The diagnosis can be made based on the characteristics of sudden onset, widespread erythema, flaccid bullae, epidermal detachment, positive Nikolsky's sign, and frequent occurrence in infants and young children.

bubble_chart Treatment Measures

  1. Pay attention to the cleanliness and hygiene of infants. Diapers should be clean, and medical staff or family members with purulent skin diseases should not come into contact with newborns.
  2. Strengthen care and keep warm. Pay attention to oral and eye care.
  3. In the early stage, sufficient and effective antibiotics should be used to eliminate the existing Staphylococcus aureus infection in the body and stop the production of bacterial toxins. Antibiotic sensitivity tests should be conducted to select appropriate antibiotics. Methicillin can be administered, with adults receiving 1–1.5g intramuscularly every 4–6 hours, and children receiving 150–250mg per kilogram of body weight per day, divided into 4 intramuscular injections. Alternatively, erythromycin can be given at a dose of 80mg/(kg·d) intravenously.
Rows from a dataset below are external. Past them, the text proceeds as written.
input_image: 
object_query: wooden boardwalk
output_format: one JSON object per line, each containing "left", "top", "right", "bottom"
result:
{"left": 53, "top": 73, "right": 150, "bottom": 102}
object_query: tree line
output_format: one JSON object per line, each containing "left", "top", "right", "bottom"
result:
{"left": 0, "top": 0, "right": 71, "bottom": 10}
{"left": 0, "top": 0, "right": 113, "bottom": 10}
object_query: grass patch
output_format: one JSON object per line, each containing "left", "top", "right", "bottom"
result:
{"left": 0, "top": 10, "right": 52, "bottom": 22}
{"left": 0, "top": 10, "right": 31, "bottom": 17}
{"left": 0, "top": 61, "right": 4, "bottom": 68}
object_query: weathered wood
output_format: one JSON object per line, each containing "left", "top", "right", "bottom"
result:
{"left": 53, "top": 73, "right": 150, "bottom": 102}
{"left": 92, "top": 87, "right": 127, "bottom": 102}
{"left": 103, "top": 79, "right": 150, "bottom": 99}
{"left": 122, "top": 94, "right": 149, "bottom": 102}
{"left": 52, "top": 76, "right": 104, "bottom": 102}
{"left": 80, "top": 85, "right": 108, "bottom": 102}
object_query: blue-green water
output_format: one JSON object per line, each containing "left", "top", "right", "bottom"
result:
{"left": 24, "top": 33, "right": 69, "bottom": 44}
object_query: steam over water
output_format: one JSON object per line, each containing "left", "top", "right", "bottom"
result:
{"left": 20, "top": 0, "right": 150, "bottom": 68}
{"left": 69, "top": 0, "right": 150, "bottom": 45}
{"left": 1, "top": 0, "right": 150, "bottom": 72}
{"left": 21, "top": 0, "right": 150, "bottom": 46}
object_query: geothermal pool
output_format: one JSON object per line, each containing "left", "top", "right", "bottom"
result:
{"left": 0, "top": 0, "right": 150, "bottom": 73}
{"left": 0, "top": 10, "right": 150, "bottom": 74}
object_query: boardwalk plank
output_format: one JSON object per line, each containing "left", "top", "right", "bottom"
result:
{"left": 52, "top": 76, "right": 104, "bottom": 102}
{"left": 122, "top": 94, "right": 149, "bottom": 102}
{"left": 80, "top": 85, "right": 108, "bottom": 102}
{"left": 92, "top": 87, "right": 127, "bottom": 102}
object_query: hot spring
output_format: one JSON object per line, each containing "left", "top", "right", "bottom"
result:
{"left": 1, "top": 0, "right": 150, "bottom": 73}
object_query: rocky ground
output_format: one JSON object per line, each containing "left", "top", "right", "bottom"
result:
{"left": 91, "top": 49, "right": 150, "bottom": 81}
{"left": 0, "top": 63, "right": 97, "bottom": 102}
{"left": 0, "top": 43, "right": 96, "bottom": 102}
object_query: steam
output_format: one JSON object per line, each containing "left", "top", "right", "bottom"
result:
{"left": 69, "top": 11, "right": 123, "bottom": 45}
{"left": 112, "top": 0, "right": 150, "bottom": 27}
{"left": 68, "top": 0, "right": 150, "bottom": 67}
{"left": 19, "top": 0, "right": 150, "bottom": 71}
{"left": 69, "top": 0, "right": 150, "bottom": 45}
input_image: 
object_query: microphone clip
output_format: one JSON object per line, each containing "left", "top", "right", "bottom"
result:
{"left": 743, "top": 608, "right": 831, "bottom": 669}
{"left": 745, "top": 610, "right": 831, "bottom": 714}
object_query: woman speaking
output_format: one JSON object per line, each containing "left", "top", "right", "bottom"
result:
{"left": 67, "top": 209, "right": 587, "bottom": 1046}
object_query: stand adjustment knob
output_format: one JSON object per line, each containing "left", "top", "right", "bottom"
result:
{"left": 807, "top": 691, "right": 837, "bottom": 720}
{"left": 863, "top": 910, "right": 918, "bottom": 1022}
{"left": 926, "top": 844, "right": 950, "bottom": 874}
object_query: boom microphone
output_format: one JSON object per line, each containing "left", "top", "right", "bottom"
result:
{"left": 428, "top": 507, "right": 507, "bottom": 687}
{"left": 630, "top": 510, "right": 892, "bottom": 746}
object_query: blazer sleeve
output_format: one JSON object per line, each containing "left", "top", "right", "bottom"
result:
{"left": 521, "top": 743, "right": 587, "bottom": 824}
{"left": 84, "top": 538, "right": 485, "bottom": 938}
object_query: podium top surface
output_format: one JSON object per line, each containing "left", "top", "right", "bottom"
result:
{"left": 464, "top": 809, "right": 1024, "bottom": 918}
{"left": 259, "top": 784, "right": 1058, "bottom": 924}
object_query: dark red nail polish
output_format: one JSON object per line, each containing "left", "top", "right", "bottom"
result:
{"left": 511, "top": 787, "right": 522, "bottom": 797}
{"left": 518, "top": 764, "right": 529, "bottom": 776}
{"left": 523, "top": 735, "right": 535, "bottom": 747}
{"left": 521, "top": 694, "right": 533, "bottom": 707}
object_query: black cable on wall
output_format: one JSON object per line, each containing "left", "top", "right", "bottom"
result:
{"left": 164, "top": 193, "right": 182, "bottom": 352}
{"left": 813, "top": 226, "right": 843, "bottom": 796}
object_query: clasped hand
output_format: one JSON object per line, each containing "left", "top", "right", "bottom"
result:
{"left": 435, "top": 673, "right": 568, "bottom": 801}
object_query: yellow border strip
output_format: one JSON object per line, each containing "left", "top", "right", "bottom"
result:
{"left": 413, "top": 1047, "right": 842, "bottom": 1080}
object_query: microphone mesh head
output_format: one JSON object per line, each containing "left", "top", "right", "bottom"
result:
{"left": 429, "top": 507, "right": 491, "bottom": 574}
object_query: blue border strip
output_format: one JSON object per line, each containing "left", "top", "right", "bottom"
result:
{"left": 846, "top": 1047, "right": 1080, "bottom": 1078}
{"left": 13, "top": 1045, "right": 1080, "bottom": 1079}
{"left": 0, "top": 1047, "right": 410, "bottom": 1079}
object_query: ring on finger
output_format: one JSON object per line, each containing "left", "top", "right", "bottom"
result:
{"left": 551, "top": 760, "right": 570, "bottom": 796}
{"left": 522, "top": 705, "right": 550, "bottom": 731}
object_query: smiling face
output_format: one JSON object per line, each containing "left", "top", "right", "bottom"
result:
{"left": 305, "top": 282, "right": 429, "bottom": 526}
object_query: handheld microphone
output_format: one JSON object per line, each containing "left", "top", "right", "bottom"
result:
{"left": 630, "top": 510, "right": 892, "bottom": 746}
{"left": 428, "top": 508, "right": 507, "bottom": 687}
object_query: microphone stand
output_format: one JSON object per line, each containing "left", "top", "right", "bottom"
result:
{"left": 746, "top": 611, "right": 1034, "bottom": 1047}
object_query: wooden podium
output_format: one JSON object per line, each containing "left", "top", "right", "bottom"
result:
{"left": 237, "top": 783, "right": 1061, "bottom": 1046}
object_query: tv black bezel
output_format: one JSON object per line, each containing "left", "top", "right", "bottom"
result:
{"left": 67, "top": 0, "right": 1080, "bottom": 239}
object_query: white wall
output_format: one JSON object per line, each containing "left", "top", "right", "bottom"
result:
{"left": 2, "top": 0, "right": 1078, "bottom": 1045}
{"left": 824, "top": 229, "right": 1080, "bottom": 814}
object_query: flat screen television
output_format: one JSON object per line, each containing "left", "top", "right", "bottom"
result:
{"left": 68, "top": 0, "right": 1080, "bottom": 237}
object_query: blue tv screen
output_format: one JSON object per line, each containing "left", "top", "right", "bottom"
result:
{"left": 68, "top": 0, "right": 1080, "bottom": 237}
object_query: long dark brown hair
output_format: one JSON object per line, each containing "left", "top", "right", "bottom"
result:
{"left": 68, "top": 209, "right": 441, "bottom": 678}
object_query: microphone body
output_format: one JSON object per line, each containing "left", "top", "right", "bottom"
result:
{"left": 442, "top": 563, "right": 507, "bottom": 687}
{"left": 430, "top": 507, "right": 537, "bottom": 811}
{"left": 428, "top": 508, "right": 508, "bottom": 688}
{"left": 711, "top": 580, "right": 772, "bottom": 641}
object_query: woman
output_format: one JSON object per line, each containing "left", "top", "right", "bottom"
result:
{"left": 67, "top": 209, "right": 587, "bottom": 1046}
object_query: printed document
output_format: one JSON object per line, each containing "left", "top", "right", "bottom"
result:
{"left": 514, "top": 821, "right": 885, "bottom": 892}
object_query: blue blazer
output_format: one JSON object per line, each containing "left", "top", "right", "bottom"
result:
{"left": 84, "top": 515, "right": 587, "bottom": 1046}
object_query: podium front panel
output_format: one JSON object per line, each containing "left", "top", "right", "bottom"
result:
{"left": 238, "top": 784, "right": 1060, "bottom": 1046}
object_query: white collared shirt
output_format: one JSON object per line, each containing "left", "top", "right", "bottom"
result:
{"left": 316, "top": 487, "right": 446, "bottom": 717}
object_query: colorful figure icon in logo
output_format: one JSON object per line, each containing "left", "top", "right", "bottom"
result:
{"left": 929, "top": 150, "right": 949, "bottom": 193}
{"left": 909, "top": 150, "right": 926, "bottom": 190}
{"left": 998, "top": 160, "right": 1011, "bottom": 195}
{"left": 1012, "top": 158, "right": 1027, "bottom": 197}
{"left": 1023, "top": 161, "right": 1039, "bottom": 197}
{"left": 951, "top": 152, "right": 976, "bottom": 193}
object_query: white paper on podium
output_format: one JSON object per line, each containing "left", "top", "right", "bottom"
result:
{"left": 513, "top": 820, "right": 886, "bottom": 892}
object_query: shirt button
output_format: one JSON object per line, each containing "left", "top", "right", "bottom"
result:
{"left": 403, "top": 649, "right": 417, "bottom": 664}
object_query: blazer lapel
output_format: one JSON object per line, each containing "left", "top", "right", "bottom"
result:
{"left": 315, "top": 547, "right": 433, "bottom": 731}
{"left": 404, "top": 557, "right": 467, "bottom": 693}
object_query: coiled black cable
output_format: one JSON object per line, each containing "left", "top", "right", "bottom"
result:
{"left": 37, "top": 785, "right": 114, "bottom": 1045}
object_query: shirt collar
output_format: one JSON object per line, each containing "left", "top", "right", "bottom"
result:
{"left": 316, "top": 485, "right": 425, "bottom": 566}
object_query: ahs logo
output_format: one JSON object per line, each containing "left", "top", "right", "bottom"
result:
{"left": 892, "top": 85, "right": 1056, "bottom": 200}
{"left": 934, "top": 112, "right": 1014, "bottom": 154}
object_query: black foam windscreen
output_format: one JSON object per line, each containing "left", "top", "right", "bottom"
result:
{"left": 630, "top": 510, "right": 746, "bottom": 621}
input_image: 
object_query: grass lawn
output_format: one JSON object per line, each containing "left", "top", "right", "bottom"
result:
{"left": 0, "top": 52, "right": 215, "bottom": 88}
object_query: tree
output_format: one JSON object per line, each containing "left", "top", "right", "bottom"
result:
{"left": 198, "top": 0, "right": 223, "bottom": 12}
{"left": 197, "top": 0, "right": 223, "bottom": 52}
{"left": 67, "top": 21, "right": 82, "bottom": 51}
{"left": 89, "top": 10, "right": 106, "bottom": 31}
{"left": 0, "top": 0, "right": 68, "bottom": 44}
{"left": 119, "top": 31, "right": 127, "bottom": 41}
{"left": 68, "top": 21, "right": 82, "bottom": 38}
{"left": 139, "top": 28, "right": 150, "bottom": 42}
For penicillinase-resistant strains, cefazolin, cloxacillin, or other second- or third-generation cephalosporins can be selected.
  4. Maintain water and electrolyte balance, provide nutritional supplementation, and strengthen supportive therapy, such as blood transfusions.
  5. Opinions on the use of hormones vary. The use of hormones alone is prohibited, as they can cause immunosuppression and may be harmful rather than beneficial. However, some advocate for the combined use of hormones with antibiotics in the early stages to mitigate the effects of bacterial toxins. For patients whose disease cause and diagnosis are temporarily unclear, antibiotics and hormones can be used together. Once it is confirmed to be a Staphylococcus aureus infection, hormone treatment should be discontinued immediately.
  6. Topical non-irritating bactericides, such as 0.5–1% neomycin emulsion, should be used externally. The membrane of large blisters should preferably be removed, followed by wet compresses with 1:5000–1:10000 potassium permanganate solution or 1:2000 Coptis Rhizome solution. For cleaning and dressing changes, apply 1% Chinese Gentian violet solution.

bubble_chart Differentiation

  1. Exfoliative Erythroderma: The lesions present as diffuse erythema with a large amount of bran-like scales on the surface, without pustules or erosions. Seborrheic dermatitis-like changes are observed on the scalp, eyebrows, and flexural areas of the limbs. The course is chronic, and treatment with adequate antibiotics is ineffective.
  2. Neonatal Pustulosis: Some clinical manifestations resemble this disease, and some consider it a variant of the same condition. However, neonatal pustulosis is primarily characterized by pustules, does not develop into generalized erythroderma, has a negative Nikolsky sign, and lacks epidermal detachment. It typically occurs within the first half-month after birth.
  3. Non-Staphylococcal Toxic Epidermal Necrolysis: Distinguishing between staphylococcal and non-staphylococcal types is crucial, as their treatments and prognoses differ. The non-staphylococcal type is mostly drug-induced and is essentially a form of drug rash, primarily seen in adults. The skin lesions are polymorphic, resembling erythema multiforme, and the Nikolsky sign is positive only at the lesion sites. In contrast, the staphylococcal type shows a positive Nikolsky sign even on unaffected skin. The pathological changes also differ: the non-staphylococcal type exhibits full-thickness epidermal necrosis and subepidermal blisters, whereas the staphylococcal type shows superficial epidermal necrosis and intraepidermal blisters.